"This is completely fictitious," Blanco said from his scooter as he commuted to work. "Supposedly there is a coup last night and the streets are calm today? The Government is just trying to stop the pressure on the streets."
The episode came hours after Maduro, struggling to contain three months of violent street protests, stated that he was prepared to take up arms to defend the socialist movement begun by his predecessor Hugo Chavez.
The demonstrations - fuelled by anger over shortages of food and medicine and increasing repression by security forces - have intensified as the regime pushes forward with a plan to overhaul the constitution. Key members of the socialist coalition assembled two decades ago by former President Hugo Chavez have begun to peel away from Maduro.
"Defections from within Chavismo may escalate ahead of the July 30 launch of the constitutional convention," Siobhan Morden, the head of Latin America fixed income strategy at Nomura, wrote in an emailed note. "Our base case scenario remains for regime change on this unstable equilibrium, however it's difficult to quantify whether it's within six hours or six months."
The incident began when a police helicopter circled low over downtown Caracas, where the Supreme Court, ministries and presidential palace lie. Gunfire and explosions were heard in the area, while there were no injuries, according to a news release from the court.
In an address, Venezuela's Information Minister identified the attacker as Oscar Perez, a member of the country's elite police force and investigation unit.
Little is known about Perez, who the Government said is still at large. In a video posted on his Instagram account, the pilot, flanked by masked men holding rifles, declares insurrectionists "warriors of god" seeking to end a corrupt government that has trampled citizens' rights.
Like many things in Venezuela, it's hard to nail down facts and many wondered whether the whole incident had been staged, as local media highlighted the acting experience of the pilot. Other posts of Perez's Instagram account feature him working crimes, scuba diving and riding horses, and indicate that he acted in a 2015 Venezuelan film, Suspended Death.
Despite the pledge to bring Perez to justice, the Government hasn't found the blue police chopper, which was draped with a banner that read "freedom."

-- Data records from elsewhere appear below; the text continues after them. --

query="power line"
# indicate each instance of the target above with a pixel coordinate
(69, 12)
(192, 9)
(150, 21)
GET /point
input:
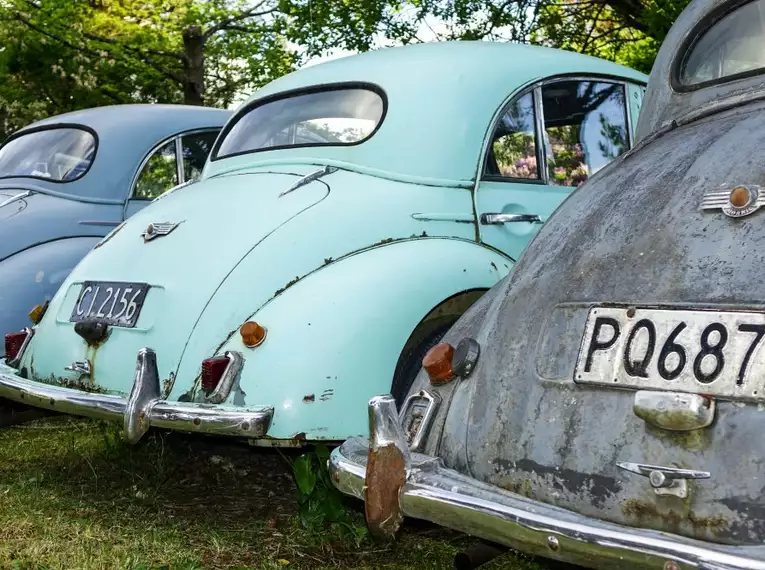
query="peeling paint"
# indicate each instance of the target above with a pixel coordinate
(327, 394)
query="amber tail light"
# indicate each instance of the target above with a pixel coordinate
(13, 344)
(212, 372)
(444, 363)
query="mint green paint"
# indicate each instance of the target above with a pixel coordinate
(374, 246)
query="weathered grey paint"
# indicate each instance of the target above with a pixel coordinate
(662, 104)
(634, 234)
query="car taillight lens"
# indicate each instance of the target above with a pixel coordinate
(438, 363)
(212, 372)
(13, 342)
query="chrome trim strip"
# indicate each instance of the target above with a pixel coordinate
(142, 409)
(444, 496)
(19, 196)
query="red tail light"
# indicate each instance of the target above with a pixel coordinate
(212, 372)
(13, 342)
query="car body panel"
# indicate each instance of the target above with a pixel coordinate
(343, 271)
(640, 235)
(568, 438)
(91, 206)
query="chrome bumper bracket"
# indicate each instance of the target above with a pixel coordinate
(444, 496)
(142, 409)
(143, 396)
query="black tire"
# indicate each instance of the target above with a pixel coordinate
(409, 364)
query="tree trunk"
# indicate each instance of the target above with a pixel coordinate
(194, 66)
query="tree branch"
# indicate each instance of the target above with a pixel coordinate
(151, 63)
(226, 23)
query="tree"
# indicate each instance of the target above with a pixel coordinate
(61, 55)
(626, 31)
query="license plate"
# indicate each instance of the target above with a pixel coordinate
(717, 353)
(117, 304)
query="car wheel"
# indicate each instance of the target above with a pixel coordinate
(409, 364)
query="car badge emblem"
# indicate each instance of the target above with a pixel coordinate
(735, 202)
(158, 229)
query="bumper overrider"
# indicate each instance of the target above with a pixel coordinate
(144, 408)
(395, 482)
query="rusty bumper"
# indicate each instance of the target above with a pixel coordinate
(142, 409)
(401, 483)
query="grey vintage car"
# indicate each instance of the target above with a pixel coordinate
(605, 403)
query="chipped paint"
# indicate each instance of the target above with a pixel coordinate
(327, 394)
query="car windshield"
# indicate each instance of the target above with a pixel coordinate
(332, 117)
(731, 46)
(60, 154)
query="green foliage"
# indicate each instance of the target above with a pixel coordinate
(320, 503)
(63, 55)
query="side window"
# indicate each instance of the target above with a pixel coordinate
(195, 149)
(513, 151)
(585, 128)
(159, 174)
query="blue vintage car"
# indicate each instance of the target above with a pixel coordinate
(350, 212)
(68, 180)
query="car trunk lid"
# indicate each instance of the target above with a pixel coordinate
(621, 351)
(201, 232)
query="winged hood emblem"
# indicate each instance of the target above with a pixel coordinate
(158, 229)
(734, 201)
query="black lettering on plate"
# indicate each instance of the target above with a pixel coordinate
(671, 347)
(596, 344)
(711, 350)
(759, 332)
(640, 367)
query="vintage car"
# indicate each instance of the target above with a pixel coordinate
(603, 404)
(68, 180)
(350, 212)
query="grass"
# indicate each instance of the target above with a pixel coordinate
(73, 495)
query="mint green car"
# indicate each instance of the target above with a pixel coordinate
(348, 214)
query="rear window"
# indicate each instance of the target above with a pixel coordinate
(333, 117)
(60, 154)
(731, 47)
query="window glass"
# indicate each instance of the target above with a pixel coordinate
(336, 117)
(159, 174)
(732, 45)
(195, 148)
(513, 151)
(59, 154)
(585, 128)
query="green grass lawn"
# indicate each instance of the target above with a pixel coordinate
(73, 495)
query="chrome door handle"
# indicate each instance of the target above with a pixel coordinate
(494, 219)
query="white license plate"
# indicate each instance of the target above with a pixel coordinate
(718, 353)
(117, 304)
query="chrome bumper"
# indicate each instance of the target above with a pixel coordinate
(142, 409)
(430, 491)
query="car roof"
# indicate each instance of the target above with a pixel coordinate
(442, 97)
(126, 133)
(663, 104)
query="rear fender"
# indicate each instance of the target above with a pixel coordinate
(33, 276)
(334, 336)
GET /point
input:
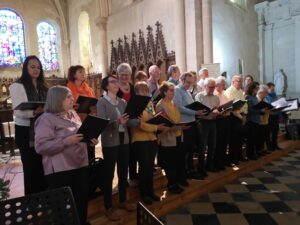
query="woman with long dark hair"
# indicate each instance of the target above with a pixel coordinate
(30, 87)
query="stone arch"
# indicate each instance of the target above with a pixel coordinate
(84, 34)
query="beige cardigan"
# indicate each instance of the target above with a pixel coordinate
(168, 138)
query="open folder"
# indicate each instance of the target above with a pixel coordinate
(85, 103)
(161, 118)
(136, 106)
(225, 107)
(92, 127)
(292, 105)
(196, 106)
(30, 105)
(263, 105)
(238, 104)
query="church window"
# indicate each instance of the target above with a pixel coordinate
(47, 44)
(12, 44)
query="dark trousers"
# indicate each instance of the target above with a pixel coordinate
(77, 180)
(207, 138)
(223, 133)
(172, 161)
(133, 174)
(253, 143)
(189, 146)
(274, 130)
(33, 172)
(112, 155)
(91, 152)
(264, 136)
(146, 151)
(237, 136)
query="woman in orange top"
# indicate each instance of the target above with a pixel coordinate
(77, 83)
(78, 86)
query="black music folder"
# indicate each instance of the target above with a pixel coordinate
(160, 119)
(225, 107)
(196, 106)
(30, 105)
(136, 106)
(238, 104)
(263, 105)
(92, 127)
(293, 105)
(85, 103)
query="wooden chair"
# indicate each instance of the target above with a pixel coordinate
(50, 207)
(145, 217)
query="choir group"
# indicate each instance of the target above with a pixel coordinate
(54, 155)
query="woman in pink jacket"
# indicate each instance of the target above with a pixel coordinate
(65, 158)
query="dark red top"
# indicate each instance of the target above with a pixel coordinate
(126, 96)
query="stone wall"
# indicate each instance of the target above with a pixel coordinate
(235, 37)
(92, 8)
(279, 27)
(33, 12)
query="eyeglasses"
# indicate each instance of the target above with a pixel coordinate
(113, 81)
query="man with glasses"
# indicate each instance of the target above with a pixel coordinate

Maduro blamed the supposed attack on his former Interior Minister Miguel Rodriguez Torres and asked the Opposition to denounce the incident by buying into his version of events.
But the absence of evidence that grenades had been tossed and gunshots fired at the Supreme Court and Interior Ministry as suggested by the Government added to the doubts over what exactly occurred.

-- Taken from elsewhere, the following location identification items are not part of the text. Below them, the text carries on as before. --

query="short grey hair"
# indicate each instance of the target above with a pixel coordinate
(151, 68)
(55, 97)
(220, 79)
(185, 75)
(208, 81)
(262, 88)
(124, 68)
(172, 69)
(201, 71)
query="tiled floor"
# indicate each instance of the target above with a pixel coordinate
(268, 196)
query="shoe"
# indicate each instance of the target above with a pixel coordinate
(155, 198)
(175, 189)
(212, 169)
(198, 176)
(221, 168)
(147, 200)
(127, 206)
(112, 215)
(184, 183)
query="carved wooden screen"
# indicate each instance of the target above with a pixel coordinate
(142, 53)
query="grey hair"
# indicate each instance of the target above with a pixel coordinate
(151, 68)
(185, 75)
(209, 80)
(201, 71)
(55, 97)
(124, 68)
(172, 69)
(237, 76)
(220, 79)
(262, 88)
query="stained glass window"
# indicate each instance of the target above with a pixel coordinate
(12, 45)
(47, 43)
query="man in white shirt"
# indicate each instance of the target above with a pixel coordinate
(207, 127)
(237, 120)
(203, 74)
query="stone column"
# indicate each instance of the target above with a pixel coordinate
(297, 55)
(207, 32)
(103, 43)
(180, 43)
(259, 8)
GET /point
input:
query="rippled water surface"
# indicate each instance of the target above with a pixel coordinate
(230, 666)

The quick attempt to link the events to Rodriguez Torres and a simultaneous Supreme Court ruling to weaken Public Prosecutor Luisa Ortega Diaz, the highest-profile government official critical of the Administration, were other signs that the incident may not have been pure coincidence.

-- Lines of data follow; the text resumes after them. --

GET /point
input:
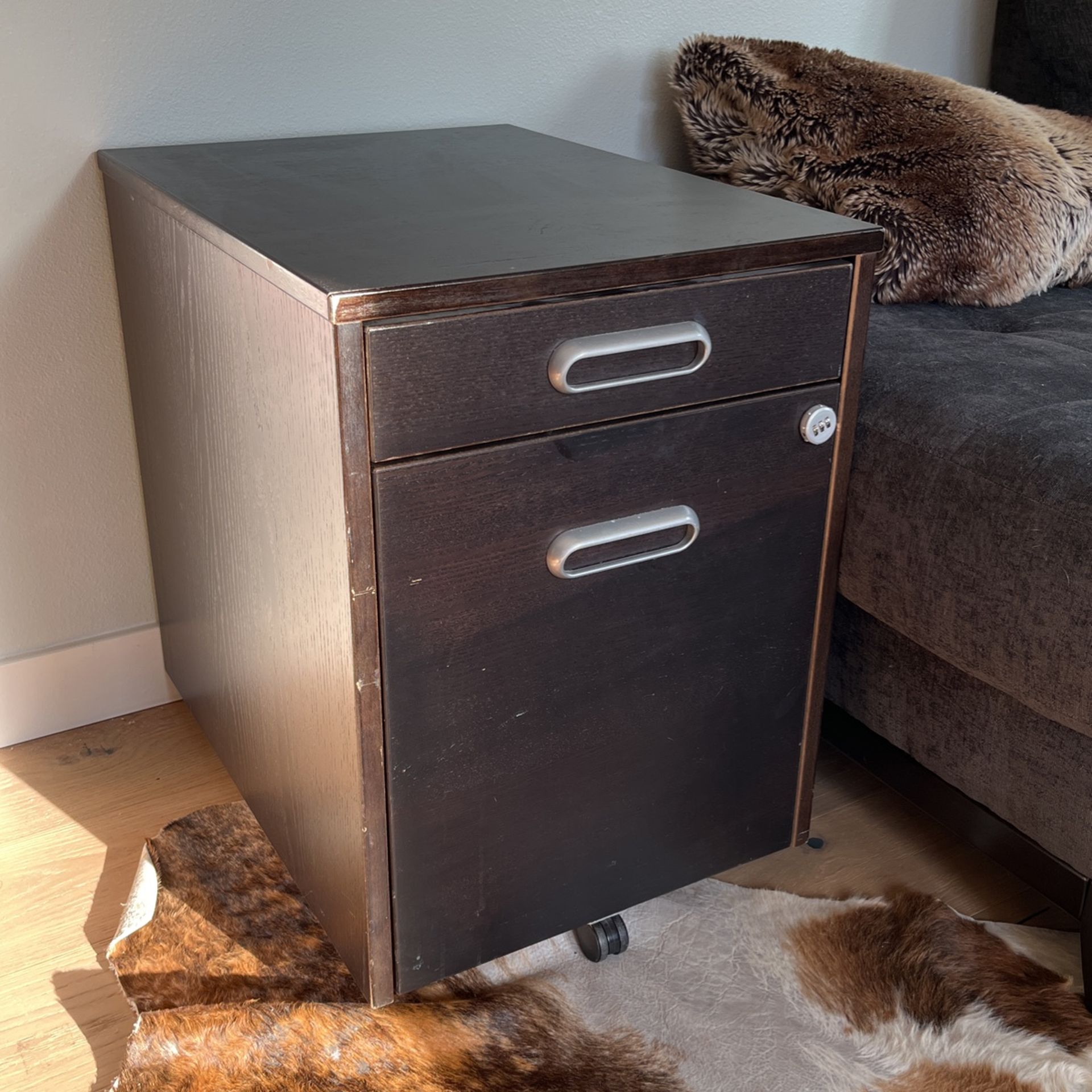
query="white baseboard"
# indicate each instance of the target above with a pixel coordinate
(79, 684)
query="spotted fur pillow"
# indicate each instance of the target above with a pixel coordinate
(982, 200)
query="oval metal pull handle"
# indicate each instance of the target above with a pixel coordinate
(613, 531)
(626, 341)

"This is the kind of armed escalation I have been warning about," Maduro said. "I call on the Opposition alliance to denounce this incident."
Rodriguez Torres and Ortega have both been vocal with their criticism of the constitutional rewrite in what they say is an attempt to trample on the legacy of Chavez, who died from cancer in 2013. The Government circulated a document in the past few days tying Rodriguez Torres to US intelligence agencies - a connection the former minister has vehemently denied.
"The helicopter event is rather confusing, but it reflects chaos, anarchy and division within the Government," said Hernan Castillo, military analyst and historian at the Simon Bolivar University. "Venezuela is at the brink of a low civil war. Emotional and political grounds for it are set."
The escalation of violence in the Opec nation has led to almost 80 deaths. In the past 24 hours, authorities arrested more than 200 people in the city of Maracay west of Caracas after violent looting, and national guardsmen clashed with Opposition lawmakers at the National Assembly.
Information Minister Ernesto Villegas denounced the "terrorist attacks", assuring the events wouldn't derail the President's plans to call a constituent assembly next month to rewrite the Government's charter.
The six-year term of the Venezuelan leader, who eked out a victory following Chavez's death, ends in 2019 with presidential elections expected at the end of next year. While the Electoral Council and government officials have said they expect general elections to proceed, the Opposition is increasingly sceptical of getting fair treatment in a democratic process.
Maduro made it clear he won't step down quietly.
"We would never surrender and what we could not achieve with votes we would do with arms, we would liberate our country with arms," he said.